Sentía los brazos como si no fueran parte de mi cuerpo mientras lo buscaba a tientas.
—Hola —respondí sin molestarme en comprobar quién llamaba.
—¿Dónde te has metido, chica?
—La voz de Minnie crepitó por el altavoz—.
Llevas desaparecida horas.
Eché un vistazo a la habitación destrozada, un reflejo perfecto del caos en mi cabeza.
Se me oprimió el pecho y me mordí el labio con fuerza para detener el temblor.
—¿Elena?
—Su voz se agudizó—.
¿Sigues ahí?
—Sí…
—logré decir—.
El dinero, es…
Me interrumpió.
—Elena, tienes que venir ya.
Oliver te necesita.
—Oliver…
—Su nombre apenas salió como un susurro.
—Por favor, date prisa —rogó antes de que la línea se cortara.
—Oliver…
—repetí su nombre y, de repente, la vista se me nubló con nuevas lágrimas.
Mi bebé me necesitaba.
¿Qué demonios se suponía que debía hacer?

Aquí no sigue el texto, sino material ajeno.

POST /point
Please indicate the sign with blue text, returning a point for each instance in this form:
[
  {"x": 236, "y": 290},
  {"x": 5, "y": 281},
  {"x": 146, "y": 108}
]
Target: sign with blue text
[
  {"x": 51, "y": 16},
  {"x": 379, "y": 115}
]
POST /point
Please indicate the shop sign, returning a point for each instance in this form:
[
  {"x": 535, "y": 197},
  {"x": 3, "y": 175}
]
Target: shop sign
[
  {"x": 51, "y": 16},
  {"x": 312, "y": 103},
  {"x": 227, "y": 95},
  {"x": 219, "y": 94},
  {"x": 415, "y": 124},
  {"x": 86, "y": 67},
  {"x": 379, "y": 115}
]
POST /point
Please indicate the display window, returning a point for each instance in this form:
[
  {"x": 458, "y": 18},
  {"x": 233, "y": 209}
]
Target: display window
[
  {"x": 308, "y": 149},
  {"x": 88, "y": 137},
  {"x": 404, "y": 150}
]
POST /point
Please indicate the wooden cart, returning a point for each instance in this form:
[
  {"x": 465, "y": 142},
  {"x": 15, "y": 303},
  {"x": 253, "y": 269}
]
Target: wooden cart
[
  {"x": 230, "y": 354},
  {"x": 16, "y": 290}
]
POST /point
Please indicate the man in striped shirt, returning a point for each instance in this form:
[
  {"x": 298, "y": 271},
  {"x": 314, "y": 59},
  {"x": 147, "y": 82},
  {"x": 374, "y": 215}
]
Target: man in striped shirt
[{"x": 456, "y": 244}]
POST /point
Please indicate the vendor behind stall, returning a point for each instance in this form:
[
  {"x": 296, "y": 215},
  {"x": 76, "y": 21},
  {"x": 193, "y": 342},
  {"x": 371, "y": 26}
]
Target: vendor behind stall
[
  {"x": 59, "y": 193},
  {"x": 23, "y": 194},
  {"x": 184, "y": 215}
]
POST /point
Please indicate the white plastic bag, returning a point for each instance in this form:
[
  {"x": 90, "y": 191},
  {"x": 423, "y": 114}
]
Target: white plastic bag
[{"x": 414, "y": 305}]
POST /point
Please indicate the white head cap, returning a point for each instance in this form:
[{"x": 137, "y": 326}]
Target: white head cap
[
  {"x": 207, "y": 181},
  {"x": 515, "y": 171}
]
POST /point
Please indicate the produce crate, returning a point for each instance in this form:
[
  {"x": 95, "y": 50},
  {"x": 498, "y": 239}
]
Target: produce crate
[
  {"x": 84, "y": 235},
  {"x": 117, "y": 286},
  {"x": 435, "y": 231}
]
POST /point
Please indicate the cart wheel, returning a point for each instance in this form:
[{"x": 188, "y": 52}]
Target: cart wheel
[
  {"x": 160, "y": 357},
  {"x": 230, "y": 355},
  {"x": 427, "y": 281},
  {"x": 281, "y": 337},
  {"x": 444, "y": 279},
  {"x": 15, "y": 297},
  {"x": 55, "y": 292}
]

Me levanté a duras penas y me sacudí el vestido arrugado.
Mi cerebro parecía pura estática, pero una cosa estaba clarísima: tenía que volver a ese hospital.
Oliver era lo primero.
Siempre.
Cuando entré corriendo en el pabellón infantil, Minnie parecía haber pasado por un infierno.
—¿Qué te ha pasado?
—preguntó, escudriñándome el rostro con los ojos muy abiertos.
—Larga historia —mascullé, dirigiéndome directamente a la habitación de Oliver.
Gracias a Dios.
Seguía durmiendo, su pequeño pecho subía y bajaba con ese ritmo constante.

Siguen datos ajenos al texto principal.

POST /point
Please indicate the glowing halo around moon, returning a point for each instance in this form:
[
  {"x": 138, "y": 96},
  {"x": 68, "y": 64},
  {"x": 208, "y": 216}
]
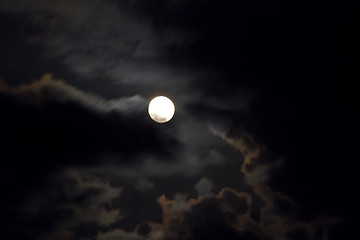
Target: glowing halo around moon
[{"x": 161, "y": 109}]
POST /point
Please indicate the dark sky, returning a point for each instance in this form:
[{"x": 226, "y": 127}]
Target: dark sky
[{"x": 262, "y": 145}]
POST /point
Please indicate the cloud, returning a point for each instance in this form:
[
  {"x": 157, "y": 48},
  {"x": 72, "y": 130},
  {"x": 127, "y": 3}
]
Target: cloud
[
  {"x": 47, "y": 89},
  {"x": 74, "y": 200},
  {"x": 204, "y": 186}
]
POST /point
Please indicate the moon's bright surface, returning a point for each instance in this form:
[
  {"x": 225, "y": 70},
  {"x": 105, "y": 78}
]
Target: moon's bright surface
[{"x": 161, "y": 109}]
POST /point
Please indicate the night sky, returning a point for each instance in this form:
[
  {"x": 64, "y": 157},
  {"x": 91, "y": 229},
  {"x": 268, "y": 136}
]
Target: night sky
[{"x": 262, "y": 146}]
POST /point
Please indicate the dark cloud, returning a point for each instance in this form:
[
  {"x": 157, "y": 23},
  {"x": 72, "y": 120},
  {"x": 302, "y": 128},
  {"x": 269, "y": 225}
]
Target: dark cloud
[{"x": 259, "y": 147}]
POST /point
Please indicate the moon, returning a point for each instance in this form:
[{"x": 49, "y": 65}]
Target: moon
[{"x": 161, "y": 109}]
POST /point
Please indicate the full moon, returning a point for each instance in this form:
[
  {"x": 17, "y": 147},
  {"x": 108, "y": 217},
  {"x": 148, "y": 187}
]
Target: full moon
[{"x": 161, "y": 109}]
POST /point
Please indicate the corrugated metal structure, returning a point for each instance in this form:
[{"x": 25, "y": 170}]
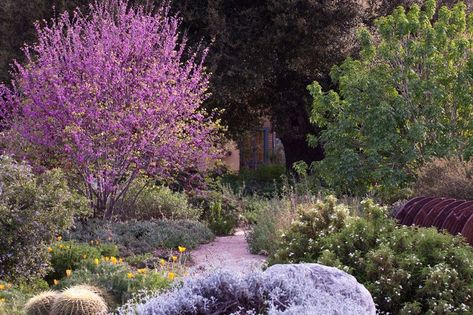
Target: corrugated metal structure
[{"x": 452, "y": 215}]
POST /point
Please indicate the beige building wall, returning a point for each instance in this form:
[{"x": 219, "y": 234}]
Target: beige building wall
[{"x": 232, "y": 157}]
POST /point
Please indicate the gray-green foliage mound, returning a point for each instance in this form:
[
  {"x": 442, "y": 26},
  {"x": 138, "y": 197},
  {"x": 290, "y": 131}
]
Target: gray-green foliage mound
[
  {"x": 33, "y": 209},
  {"x": 138, "y": 237},
  {"x": 305, "y": 289}
]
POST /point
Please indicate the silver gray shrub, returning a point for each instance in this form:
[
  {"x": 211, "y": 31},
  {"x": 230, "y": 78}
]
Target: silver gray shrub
[{"x": 273, "y": 292}]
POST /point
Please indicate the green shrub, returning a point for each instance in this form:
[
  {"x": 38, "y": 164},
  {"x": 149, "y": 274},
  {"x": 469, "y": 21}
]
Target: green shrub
[
  {"x": 449, "y": 177},
  {"x": 13, "y": 297},
  {"x": 147, "y": 201},
  {"x": 269, "y": 223},
  {"x": 70, "y": 256},
  {"x": 266, "y": 180},
  {"x": 139, "y": 237},
  {"x": 108, "y": 249},
  {"x": 119, "y": 280},
  {"x": 407, "y": 270},
  {"x": 33, "y": 210},
  {"x": 221, "y": 209}
]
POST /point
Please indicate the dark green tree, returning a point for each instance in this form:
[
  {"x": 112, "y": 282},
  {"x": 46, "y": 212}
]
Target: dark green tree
[
  {"x": 265, "y": 53},
  {"x": 405, "y": 99}
]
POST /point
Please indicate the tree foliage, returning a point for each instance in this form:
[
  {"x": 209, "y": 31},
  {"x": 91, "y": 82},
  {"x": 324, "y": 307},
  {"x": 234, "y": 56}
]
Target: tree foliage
[
  {"x": 108, "y": 95},
  {"x": 407, "y": 98},
  {"x": 17, "y": 19}
]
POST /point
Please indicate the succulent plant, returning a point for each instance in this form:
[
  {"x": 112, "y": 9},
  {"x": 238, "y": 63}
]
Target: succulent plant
[
  {"x": 79, "y": 300},
  {"x": 101, "y": 292},
  {"x": 41, "y": 304}
]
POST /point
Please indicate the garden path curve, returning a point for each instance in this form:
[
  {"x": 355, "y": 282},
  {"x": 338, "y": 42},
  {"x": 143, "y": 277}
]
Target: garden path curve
[{"x": 229, "y": 253}]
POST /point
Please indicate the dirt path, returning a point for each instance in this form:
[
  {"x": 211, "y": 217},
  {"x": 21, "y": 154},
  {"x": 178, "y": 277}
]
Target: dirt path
[{"x": 226, "y": 253}]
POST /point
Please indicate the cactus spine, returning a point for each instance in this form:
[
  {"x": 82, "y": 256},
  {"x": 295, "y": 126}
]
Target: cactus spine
[
  {"x": 41, "y": 304},
  {"x": 79, "y": 300}
]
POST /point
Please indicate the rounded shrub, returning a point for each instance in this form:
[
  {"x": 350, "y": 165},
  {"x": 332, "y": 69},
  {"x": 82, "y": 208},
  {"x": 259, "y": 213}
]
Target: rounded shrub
[
  {"x": 79, "y": 300},
  {"x": 41, "y": 304},
  {"x": 147, "y": 201},
  {"x": 408, "y": 270},
  {"x": 34, "y": 209}
]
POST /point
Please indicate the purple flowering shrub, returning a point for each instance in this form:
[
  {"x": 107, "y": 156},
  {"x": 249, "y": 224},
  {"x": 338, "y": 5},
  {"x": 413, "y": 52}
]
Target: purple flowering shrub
[{"x": 110, "y": 95}]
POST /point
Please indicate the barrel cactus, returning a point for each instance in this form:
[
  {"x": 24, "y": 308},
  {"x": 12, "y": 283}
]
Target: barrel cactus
[
  {"x": 79, "y": 300},
  {"x": 41, "y": 304}
]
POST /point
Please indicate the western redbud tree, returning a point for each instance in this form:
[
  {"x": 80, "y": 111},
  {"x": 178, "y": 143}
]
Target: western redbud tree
[{"x": 110, "y": 95}]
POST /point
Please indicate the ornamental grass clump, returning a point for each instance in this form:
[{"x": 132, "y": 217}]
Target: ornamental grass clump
[{"x": 407, "y": 270}]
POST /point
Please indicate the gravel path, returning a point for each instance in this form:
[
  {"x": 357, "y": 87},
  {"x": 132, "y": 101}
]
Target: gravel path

Retrocedí hasta el pasillo y me desplomé en el banco.
—¿Cómo está?
—pregunté en voz baja.
—Mejor.
No se ha movido desde que te fuiste —dijo Minnie, y entonces su expresión se ensombreció—.
Pero el médico ha vuelto a pasar.
Ha dicho que Oliver necesita tratamiento inmediato.
Me pasé los dedos por el pelo enredado.
El dolor me recorrió cada nervio hasta que las lágrimas empezaron a caer de nuevo.
—Oye, todo va a salir bien.
—Minnie me rodeó con sus brazos—.
En cuanto solucionemos lo del dinero, se pondrá bien.
El dolor en mi pecho se duplicó y dije, ahogándome: —No hay dinero.
Minnie enarcó las cejas.
—¿Qué quieres decir?
¿Vivienne no te pagó?
—Sí lo hizo…, pero…
—dejé la frase en el aire.
Si le contaba a Minnie por qué lo había retirado todo, tendría que explicarle lo de L.A., y no estaba preparada para esa conversación.
Me puse de pie y empecé a caminar por el pasillo, ganando tiempo para pensar en algo.
—Me han robado.
—¡Oh, Dios mío!
—Minnie se levantó de un salto—.
¿Estás herida?
¿Te…?
Solo el corazón, pero no necesitaba saberlo.
—No, estoy bien —mentí—.
Pero el dinero ha desaparecido.
Minnie me dio un fuerte abrazo.
Tras un momento, dijo: —Deberíamos llamar a la policía.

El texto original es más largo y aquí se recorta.